Welche Institutionen sind auf diesen Treffen denn anwesend? Nun ja, laut der New York Times sind die folgenden Banken dabei: JPMorgan Chase, Goldman Sachs, Morgan Stanley, Bank of America und Citigroup.

Warum tauchen ein ums andere Mal immer wieder dieselben fünf Namen auf?

Traurig aber wahr: Diese fünf Banken, sind die Banken, die den Wahlkampf der Politiker finanziell unterstützen, die sich im Jahre 2008 für das Bankenrettungspaket aussprachen und von denen sie sich sicher sein können, dass sie auch das nächste Mal wieder einer Rettung zustimmen werden, wenn die Krise erneut zuschlägt.

Diejenigen, die den heutzutage grassierenden wilden Derivatehandel verteidigen, behaupten, Wall Street würde für die Risiken selbst einstehen, und erklären, die Derivate ausgebende Bank sei immer in der Lage, die von ihr geschriebenen Kontrakte abzusichern.

Diese Auffassung ist jedoch falsch. Dafür brauchen wir nur auf AIG im Jahre 2008 zurückzublicken. Als der Immobilienmarkt zusammenbrach, stand AIG auf der falschen Seite des Handels und hielt eine riesige Menge an Derivatekontrakten, die ohne die gigantischen Rettungsmaßnahmen der US-Regierung allesamt „geplatzt“ wären. Wäre die AIG-Rettung nicht erfolgt, hätten Goldman Sachs und eine ganze Reihe weiterer Leute mit einem Haufen wertloser Papiere dagestanden.

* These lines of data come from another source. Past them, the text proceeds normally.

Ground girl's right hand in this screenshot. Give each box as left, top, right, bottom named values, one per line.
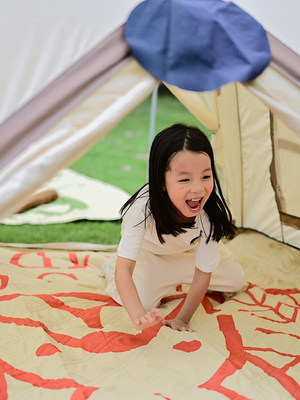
left=133, top=308, right=165, bottom=330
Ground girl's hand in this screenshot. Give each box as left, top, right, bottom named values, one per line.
left=133, top=308, right=165, bottom=330
left=162, top=318, right=195, bottom=332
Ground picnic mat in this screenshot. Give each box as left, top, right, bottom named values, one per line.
left=0, top=232, right=300, bottom=400
left=0, top=169, right=130, bottom=225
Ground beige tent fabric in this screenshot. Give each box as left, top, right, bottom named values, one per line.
left=0, top=233, right=300, bottom=400
left=0, top=59, right=157, bottom=218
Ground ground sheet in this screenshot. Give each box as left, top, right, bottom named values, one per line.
left=0, top=232, right=300, bottom=400
left=1, top=169, right=130, bottom=225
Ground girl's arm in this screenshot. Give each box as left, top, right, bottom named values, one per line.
left=163, top=268, right=211, bottom=332
left=115, top=257, right=165, bottom=330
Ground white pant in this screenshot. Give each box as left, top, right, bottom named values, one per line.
left=105, top=242, right=246, bottom=310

Es ist unvermeidlich, dass genau dasselbe wieder passieren wird, doch dürften die Ereignisse beim nächsten Mal ein bedeutend größeres Ausmaß erreichen.

In dem Moment, wo die „Bank gesprengt wird“, verlieren alle. Die Regierungen dieser Welt könnten dann zwar versuchen, einzuschreiten und alle zu retten, die Realität ist aber, dass, sollte der Derivatemarkt vollständig in sich zusammenbrechen, keine Regierung der Welt über genug Geld verfügt, um den Schaden wieder zu beheben.

Hier kommt eine entsetzliche Derivate-Krise auf uns zu. Es ist nur noch eine Frage der Zeit. Wenn Sie in den Medien Wörter wie „Derivate“ oder „Derivate-Krise“ hören, sollten Sie besser aufhorchen und diese Entwicklungen aufmerksam verfolgen. Wenn die Derivate-Krise aufschlägt, wird dem ziemlich schnell eine Reihe von Zusammenbrüchen folgen.